Она кивнула. Допила чай. Встала, чтобы идти посмотреть на Митю.

На стене в гостиной стояли фотографии. Павел молодой. Я молодая. Артём с мороженым. И пятый «б», осень две тысячи одиннадцатого, – двадцать три ребёнка, девочка с косичками во втором ряду, крайняя слева.

Рядом с семейными снимками.

В прошлое воскресенье мы с Митей пекли блины. Он мешал тесто – сосредоточенно, с высунутым языком, как мешают тесто все дети на свете. Я стояла рядом и думала, что в следующем году на Пасху мы придём к церкви втроём – Ксения, Митя и я. И принесём кулич. Один большой, для всех. Или два – по привычке.

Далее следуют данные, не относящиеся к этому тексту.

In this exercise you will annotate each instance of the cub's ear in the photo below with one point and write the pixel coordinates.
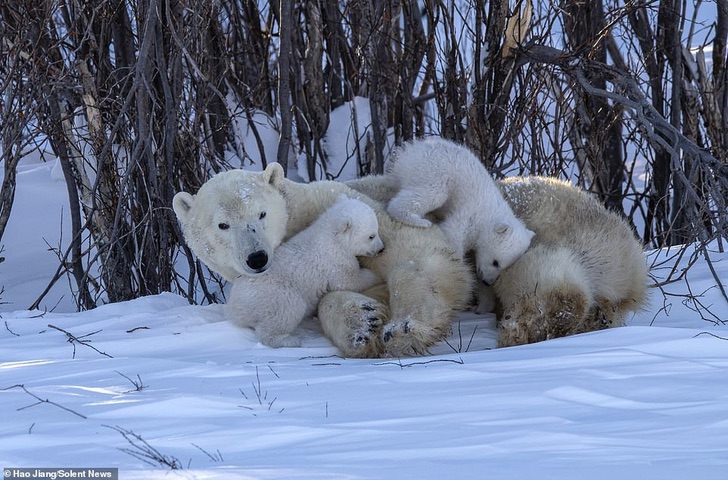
(182, 204)
(344, 225)
(502, 228)
(273, 174)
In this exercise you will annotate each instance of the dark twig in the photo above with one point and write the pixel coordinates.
(427, 362)
(712, 335)
(8, 329)
(138, 384)
(73, 340)
(141, 450)
(40, 401)
(137, 328)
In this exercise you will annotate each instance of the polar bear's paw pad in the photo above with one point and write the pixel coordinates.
(408, 337)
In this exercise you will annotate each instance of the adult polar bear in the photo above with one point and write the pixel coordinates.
(238, 218)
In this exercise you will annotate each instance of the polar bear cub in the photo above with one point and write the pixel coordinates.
(436, 175)
(317, 260)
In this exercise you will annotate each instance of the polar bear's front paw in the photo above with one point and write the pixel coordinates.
(278, 341)
(408, 337)
(512, 332)
(368, 332)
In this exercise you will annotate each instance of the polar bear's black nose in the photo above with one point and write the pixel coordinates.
(257, 260)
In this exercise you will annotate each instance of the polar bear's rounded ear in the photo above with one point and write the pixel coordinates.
(502, 228)
(182, 204)
(273, 173)
(344, 225)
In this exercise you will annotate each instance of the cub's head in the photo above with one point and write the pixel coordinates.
(235, 220)
(356, 224)
(499, 246)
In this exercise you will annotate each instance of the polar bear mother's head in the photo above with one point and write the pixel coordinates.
(235, 220)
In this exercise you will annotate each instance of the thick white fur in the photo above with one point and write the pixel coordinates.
(319, 259)
(437, 175)
(585, 269)
(425, 283)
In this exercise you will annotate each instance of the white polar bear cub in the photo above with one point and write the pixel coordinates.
(436, 175)
(319, 259)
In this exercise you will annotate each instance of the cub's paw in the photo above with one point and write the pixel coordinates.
(353, 322)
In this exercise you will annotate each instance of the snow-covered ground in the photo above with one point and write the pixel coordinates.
(647, 401)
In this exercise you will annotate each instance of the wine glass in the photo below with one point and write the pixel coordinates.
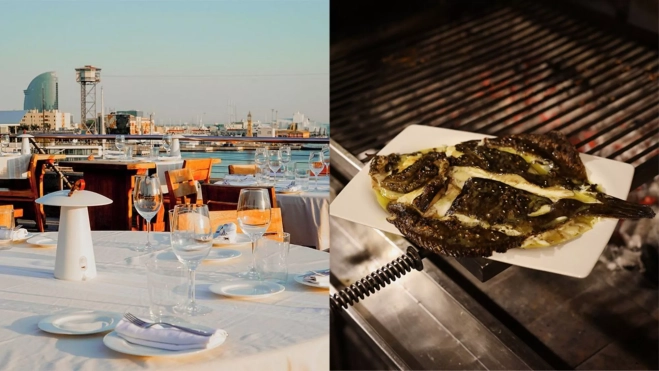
(147, 198)
(253, 218)
(285, 157)
(167, 142)
(316, 165)
(326, 157)
(120, 142)
(274, 161)
(192, 239)
(260, 159)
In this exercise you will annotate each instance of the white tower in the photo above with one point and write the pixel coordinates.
(88, 77)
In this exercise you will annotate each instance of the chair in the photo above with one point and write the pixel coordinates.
(225, 197)
(200, 167)
(242, 169)
(231, 216)
(180, 187)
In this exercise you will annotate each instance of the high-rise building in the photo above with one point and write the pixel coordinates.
(42, 93)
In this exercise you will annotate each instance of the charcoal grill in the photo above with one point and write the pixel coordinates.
(515, 67)
(492, 67)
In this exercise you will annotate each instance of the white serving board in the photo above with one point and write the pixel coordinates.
(576, 258)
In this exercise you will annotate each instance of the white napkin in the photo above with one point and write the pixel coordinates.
(320, 278)
(14, 235)
(227, 232)
(164, 337)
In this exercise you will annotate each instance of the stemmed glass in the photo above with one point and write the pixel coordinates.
(274, 162)
(316, 165)
(147, 198)
(326, 156)
(253, 218)
(192, 239)
(260, 159)
(285, 157)
(167, 142)
(120, 142)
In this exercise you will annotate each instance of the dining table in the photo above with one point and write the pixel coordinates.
(286, 331)
(305, 213)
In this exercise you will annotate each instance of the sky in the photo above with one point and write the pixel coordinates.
(180, 59)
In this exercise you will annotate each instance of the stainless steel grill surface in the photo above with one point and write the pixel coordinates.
(522, 67)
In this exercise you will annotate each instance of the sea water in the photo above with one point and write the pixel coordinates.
(244, 157)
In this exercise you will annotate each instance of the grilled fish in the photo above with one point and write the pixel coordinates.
(480, 197)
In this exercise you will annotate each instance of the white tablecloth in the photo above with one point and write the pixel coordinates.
(304, 215)
(14, 166)
(288, 331)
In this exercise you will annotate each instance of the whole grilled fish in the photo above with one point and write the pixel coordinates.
(478, 197)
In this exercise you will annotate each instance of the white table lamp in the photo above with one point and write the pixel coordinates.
(74, 259)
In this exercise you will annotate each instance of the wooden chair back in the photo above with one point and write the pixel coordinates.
(180, 187)
(7, 216)
(231, 216)
(200, 167)
(225, 197)
(242, 169)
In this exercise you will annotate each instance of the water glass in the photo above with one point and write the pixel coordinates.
(147, 198)
(302, 175)
(271, 257)
(167, 286)
(254, 213)
(316, 165)
(192, 239)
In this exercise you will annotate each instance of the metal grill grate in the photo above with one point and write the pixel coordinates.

Митя поднял голову от миски и спросил:

– Баба Света, а когда Артём приедет?

– В июле.

– Он мне про Екатеринбург расскажет?

– Расскажет, если попросишь.

– Я попрошу, – сказал Митя. – Я хочу знать, какие там цапли.

Я засмеялась и поняла, что давно уже – с апреля, с того утра, когда мальчик с пакетом сушек стоял в стороне у старой яблони, – у меня в квартире снова тепло. Не потому что батареи включили. Просто тепло.